Seif Fouad, a Reuters cameraman, was wounded in the same incident, while a
number of bystanders, including a girl, were killed. Or remember the 17 Iraqi
civilians infamously murdered when Blackwater employees in a convoy began
firing in Nissour Square in Baghdad on September 16, 2007.
Or the missiles regularly shot from US helicopters and unmanned aerial drones
into the heavily populated Shi'ite slum of Sadr City back in 2007-08. Or the
Iraqis regularly killed at checkpoints in the years since the invasion of 2003.
Or, for that matter, the first moments of that invasion on March 20, 2003,
when, according to Human Rights Watch, "dozens" of ordinary Iraqi civilians
were killed by the 50 aerial "decapitation strikes" the George W Bush
administration launched against Saddam Hussein and the rest of the Iraqi
leadership, missing every one of them.
This is the indiscriminate nature of killing, no matter how "precise" and
"surgical" the weaponry, when war is made by those who command the heavens and
descend, as if from Mars, into alien worlds, convinced that they have the power
to sort out the good from the bad, even if they can't tell villagers from
insurgents.

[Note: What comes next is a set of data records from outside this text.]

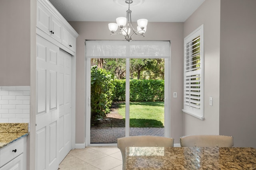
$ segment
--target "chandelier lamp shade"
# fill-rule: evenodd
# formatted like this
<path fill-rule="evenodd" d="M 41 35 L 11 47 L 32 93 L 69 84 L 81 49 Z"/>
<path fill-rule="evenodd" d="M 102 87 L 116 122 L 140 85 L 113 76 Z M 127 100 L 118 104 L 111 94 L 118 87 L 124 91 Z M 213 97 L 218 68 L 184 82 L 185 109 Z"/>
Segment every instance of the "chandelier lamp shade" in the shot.
<path fill-rule="evenodd" d="M 128 10 L 126 11 L 126 18 L 118 17 L 116 18 L 116 23 L 109 23 L 108 28 L 111 31 L 111 35 L 120 34 L 124 36 L 125 39 L 130 41 L 132 41 L 132 37 L 134 35 L 141 36 L 144 37 L 143 34 L 147 29 L 148 20 L 146 19 L 140 19 L 137 21 L 138 26 L 137 29 L 134 28 L 132 23 L 131 14 L 132 11 L 130 10 L 130 4 L 132 3 L 132 0 L 126 0 L 125 3 L 128 4 Z M 116 33 L 118 29 L 120 32 Z M 130 35 L 131 31 L 132 31 Z"/>

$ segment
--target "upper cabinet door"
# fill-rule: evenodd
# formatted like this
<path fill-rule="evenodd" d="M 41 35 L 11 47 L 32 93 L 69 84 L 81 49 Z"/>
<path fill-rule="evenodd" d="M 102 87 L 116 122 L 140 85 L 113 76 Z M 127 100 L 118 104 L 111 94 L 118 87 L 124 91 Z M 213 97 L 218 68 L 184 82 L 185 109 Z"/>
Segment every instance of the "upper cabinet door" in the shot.
<path fill-rule="evenodd" d="M 60 22 L 53 16 L 51 17 L 52 37 L 60 43 L 62 41 L 62 25 Z"/>
<path fill-rule="evenodd" d="M 39 2 L 38 4 L 36 26 L 61 43 L 61 23 L 43 5 Z"/>
<path fill-rule="evenodd" d="M 51 35 L 51 13 L 40 3 L 37 7 L 36 26 L 49 35 Z"/>
<path fill-rule="evenodd" d="M 62 40 L 63 45 L 73 51 L 76 51 L 76 39 L 64 27 L 62 27 Z"/>

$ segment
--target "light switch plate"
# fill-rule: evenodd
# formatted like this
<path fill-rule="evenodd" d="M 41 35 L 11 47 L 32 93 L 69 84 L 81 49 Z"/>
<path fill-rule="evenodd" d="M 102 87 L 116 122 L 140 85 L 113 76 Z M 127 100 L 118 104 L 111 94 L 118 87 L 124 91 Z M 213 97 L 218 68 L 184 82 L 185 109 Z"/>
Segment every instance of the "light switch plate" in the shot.
<path fill-rule="evenodd" d="M 173 92 L 173 97 L 174 98 L 177 98 L 177 92 Z"/>
<path fill-rule="evenodd" d="M 209 99 L 209 104 L 210 106 L 212 106 L 212 98 L 210 97 Z"/>

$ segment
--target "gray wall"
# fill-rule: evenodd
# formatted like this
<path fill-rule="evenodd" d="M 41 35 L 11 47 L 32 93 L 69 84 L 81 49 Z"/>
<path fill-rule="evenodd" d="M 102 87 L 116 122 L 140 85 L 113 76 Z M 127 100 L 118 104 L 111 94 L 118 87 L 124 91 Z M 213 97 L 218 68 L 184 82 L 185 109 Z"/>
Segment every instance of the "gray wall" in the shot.
<path fill-rule="evenodd" d="M 220 3 L 220 134 L 256 148 L 256 1 Z"/>
<path fill-rule="evenodd" d="M 0 2 L 0 86 L 30 87 L 28 170 L 36 163 L 36 5 L 34 0 Z"/>
<path fill-rule="evenodd" d="M 1 0 L 0 86 L 30 85 L 30 4 Z"/>
<path fill-rule="evenodd" d="M 120 35 L 110 35 L 106 22 L 71 21 L 70 23 L 79 34 L 76 39 L 76 143 L 83 143 L 85 137 L 85 39 L 121 39 Z M 158 30 L 161 30 L 158 31 Z M 177 98 L 171 98 L 171 134 L 179 143 L 182 135 L 183 93 L 183 23 L 149 23 L 145 37 L 133 39 L 171 41 L 171 92 L 177 92 Z"/>
<path fill-rule="evenodd" d="M 184 38 L 204 24 L 205 119 L 184 113 L 184 135 L 219 134 L 220 6 L 220 0 L 206 0 L 184 23 Z M 210 97 L 213 98 L 212 106 Z"/>

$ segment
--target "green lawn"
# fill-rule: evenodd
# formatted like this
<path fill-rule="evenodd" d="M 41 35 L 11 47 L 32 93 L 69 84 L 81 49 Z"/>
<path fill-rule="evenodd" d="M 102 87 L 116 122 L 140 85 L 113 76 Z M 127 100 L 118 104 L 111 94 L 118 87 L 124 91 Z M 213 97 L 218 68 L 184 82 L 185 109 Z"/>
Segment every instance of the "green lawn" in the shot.
<path fill-rule="evenodd" d="M 119 104 L 118 111 L 125 118 L 125 103 Z M 131 127 L 164 127 L 164 102 L 130 102 L 130 119 Z"/>

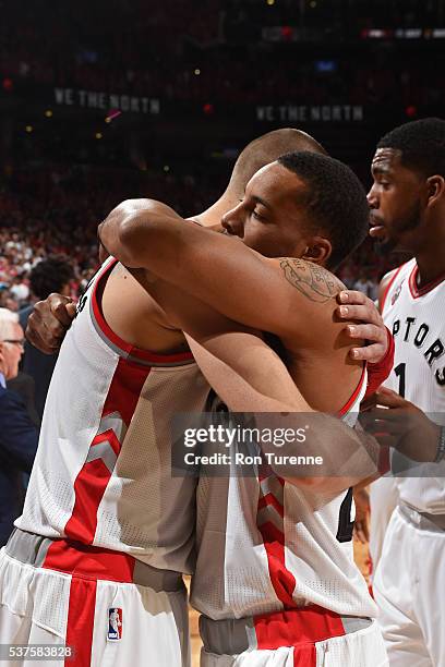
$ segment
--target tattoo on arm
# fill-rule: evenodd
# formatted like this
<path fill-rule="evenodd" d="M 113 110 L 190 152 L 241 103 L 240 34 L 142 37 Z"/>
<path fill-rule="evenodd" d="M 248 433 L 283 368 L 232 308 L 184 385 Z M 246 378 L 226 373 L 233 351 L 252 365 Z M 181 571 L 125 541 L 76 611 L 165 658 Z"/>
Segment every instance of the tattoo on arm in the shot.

Under these circumstances, death comes in a multitude of disguises
- from a great distance via cruise missiles or Predator drones and close in at
checkpoints where up-armored American troops, fingers on triggers, have no way
of telling a suicide car bomber from a confused or panicked local with a couple
of kids in the back seat.
It comes repetitively when US Special Operations forces helicopter into
villages after dark looking for terror suspects based on tips from unreliable
informants who may be settling local scores of which the Americans are dismally
ignorant. It comes repeatedly to Afghan police or Army troops mistaken for the
enemy.
It came not just to a police officer and his brother and family in Paktia
province, but to a "wealthy businessman with construction and security
contracts with the nearby American base at Shindand airport" who, along with up
to 76 members of his extended family, was slaughtered in such a raid on the
village of Azizabad in Herat province in August 2008.
It came to the family of Awal Khan, an Afghan army artillery commander (away in
another province) whose "schoolteacher wife, a 17-year-old daughter named
Nadia, a 15-year-old son, Aimal, and his brother, employed by a government
department" were killed in April 2009 in a US-led raid in Khost province in
eastern Afghanistan. (Another daughter was wounded and the pregnant wife of
Khan's cousin was shot five times in the abdomen.)
It came to 12 Afghans by a roadside near the city of Jalalabad in April 2007
when Marine Special Operations forces, attacked by a suicide bomber, let loose
along a 16-kilometer stretch of road. Victims included a four-year-old girl, a
one-year-old boy, and three elderly villagers. According to a report by
Carlotta Gall of the New York Times, a "16-year-old newly married girl was cut
down while she was carrying a bundle of grass to her family's farmhouse ... A
75-year-old man walking to his shop was hit by so many bullets that his son did
not recognize the body when he came to the scene."